Seems like a load of the best posters ain't around but maybe it's coincidence


----------



## Prince Adam (Mar 17, 2012)

Can't be arsed with it

Its a nightmare on Tapatalk.

You have to scroll backwards through each thread as it takes you straight to the last post


----------



## Prince Adam (Mar 17, 2012)

> Can't be arsed with it
> 
> Its a nightmare on Tapatalk.
> 
> You have to scroll backwards through each thread as it takes you straight to the last post


You can't even write sentences anymore!


----------



## Prince Adam (Mar 17, 2012)

Scrolling through the latest unread threads you get two per page, awful design


----------



## Abc987 (Sep 26, 2013)

BrahmaBull said:


> Seems like a load of the best posters ain't around but maybe it's coincidence


doubt its coincidence they're just given it bvllocks. No one can be arsed with the shvt new set up


----------



## banzi (Mar 9, 2014)

Abc987 said:


> doubt its coincidence they're just given it bvllocks. No one can be arsed with the shvt new set up


Its fu**ing shite, and thats putting it mildly.


----------



## FuqOutDaWhey (Apr 29, 2015)

> doubt its coincidence they're just given it bvllocks. No one can be arsed with the shvt new set up


Can't tag anyone, can't post links and all pics in my journal seem to have been swapped with a smiley emoji lol. Not to mention the paragraph bug on tapa.

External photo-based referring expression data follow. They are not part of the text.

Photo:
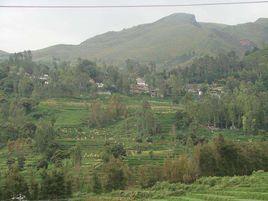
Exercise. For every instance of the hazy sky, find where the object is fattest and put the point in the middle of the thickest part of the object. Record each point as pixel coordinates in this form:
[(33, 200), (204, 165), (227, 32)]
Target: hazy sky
[(23, 29)]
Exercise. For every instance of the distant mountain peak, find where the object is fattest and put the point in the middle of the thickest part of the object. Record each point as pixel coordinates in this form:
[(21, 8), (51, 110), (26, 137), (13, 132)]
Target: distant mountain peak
[(262, 21), (180, 18)]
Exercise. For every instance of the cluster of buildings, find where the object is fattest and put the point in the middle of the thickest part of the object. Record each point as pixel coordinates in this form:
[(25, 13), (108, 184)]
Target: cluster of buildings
[(141, 87)]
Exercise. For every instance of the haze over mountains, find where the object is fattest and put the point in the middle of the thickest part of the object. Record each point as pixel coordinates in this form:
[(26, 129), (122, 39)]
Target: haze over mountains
[(172, 39)]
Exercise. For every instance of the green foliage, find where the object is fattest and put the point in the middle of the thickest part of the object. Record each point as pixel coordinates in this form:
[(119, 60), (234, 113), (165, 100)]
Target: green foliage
[(116, 175), (54, 185)]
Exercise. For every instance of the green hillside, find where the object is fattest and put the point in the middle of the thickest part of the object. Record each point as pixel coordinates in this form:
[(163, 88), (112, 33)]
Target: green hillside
[(238, 188), (170, 40)]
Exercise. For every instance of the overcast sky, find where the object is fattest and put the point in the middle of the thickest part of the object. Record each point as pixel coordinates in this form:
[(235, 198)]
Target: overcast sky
[(23, 29)]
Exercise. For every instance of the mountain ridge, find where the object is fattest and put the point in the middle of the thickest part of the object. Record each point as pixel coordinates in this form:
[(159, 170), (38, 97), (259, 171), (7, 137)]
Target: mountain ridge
[(166, 40)]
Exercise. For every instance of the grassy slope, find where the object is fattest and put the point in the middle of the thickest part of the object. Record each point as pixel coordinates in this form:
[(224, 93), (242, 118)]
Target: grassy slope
[(162, 41), (238, 188)]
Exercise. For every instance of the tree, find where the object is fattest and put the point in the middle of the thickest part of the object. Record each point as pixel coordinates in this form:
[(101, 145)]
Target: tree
[(45, 135), (116, 175), (77, 155), (15, 185), (96, 184), (54, 185)]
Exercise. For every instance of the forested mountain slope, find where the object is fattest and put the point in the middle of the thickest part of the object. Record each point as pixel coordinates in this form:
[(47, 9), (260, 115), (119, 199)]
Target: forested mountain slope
[(173, 39)]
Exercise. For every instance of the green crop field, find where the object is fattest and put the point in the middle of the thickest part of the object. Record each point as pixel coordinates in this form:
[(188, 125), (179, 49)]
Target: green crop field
[(70, 115), (237, 188)]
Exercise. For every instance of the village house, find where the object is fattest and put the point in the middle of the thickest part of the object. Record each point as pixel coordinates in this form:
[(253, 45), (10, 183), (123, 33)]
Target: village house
[(140, 87)]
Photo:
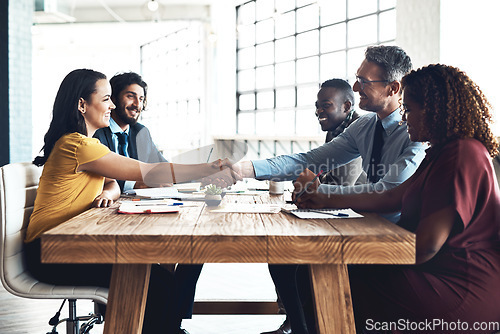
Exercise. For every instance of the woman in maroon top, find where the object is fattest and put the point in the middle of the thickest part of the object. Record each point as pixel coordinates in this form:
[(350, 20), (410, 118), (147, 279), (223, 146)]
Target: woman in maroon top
[(452, 203)]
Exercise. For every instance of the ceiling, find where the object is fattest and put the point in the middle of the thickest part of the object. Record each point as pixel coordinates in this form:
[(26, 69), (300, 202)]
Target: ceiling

But we'll be told we are moaning and it's much better!


----------



## Ultrasonic (Jul 13, 2004)

> Can't tag anyone, can't post links and all pics in my journal seem to have been swapped with a smiley emoji lol. Not to mention the paragraph bug on tapa. But we'll be told we are moaning and it's much better!


Try harder @BrahmaBull. (Pictures, quotes, likes and paragraphs on Tapatalk have all gone to sh1t though.)


----------



## FuqOutDaWhey (Apr 29, 2015)

@Ultrasonic you are a c**t


----------



## FuqOutDaWhey (Apr 29, 2015)

Nein


----------



## Ultrasonic (Jul 13, 2004)

LOL!

(You can't tag using Tapatalk, but on the web version you have to wait for a drop down list of users to appear and then click on the name to get it to work properly.)


----------



## karbonk (Jan 7, 2009)

Anyone else having issues when you press New content? takes over twenty seconds to load, either on the mobile or via the laptop it Just takes ages to load, trying not to moan too much but bugging me this. Also windows 10 edge, same issue as explorer, just too long to load New content. It's not the browser at fault its the forum.


----------



## vetran (Oct 17, 2009)

them fcks that aint posting no more are missing out,i am stuffed on pizzas that have been recommended to me


----------



## Big Man 123 (Aug 1, 2013)

> yet this is your first post since the 7th July, yep, you must really love it.


LMFAO, that's acute!

University has me crazy these days, I only have time for a rabbit starvation vs Tommy Cambures thread to be honest.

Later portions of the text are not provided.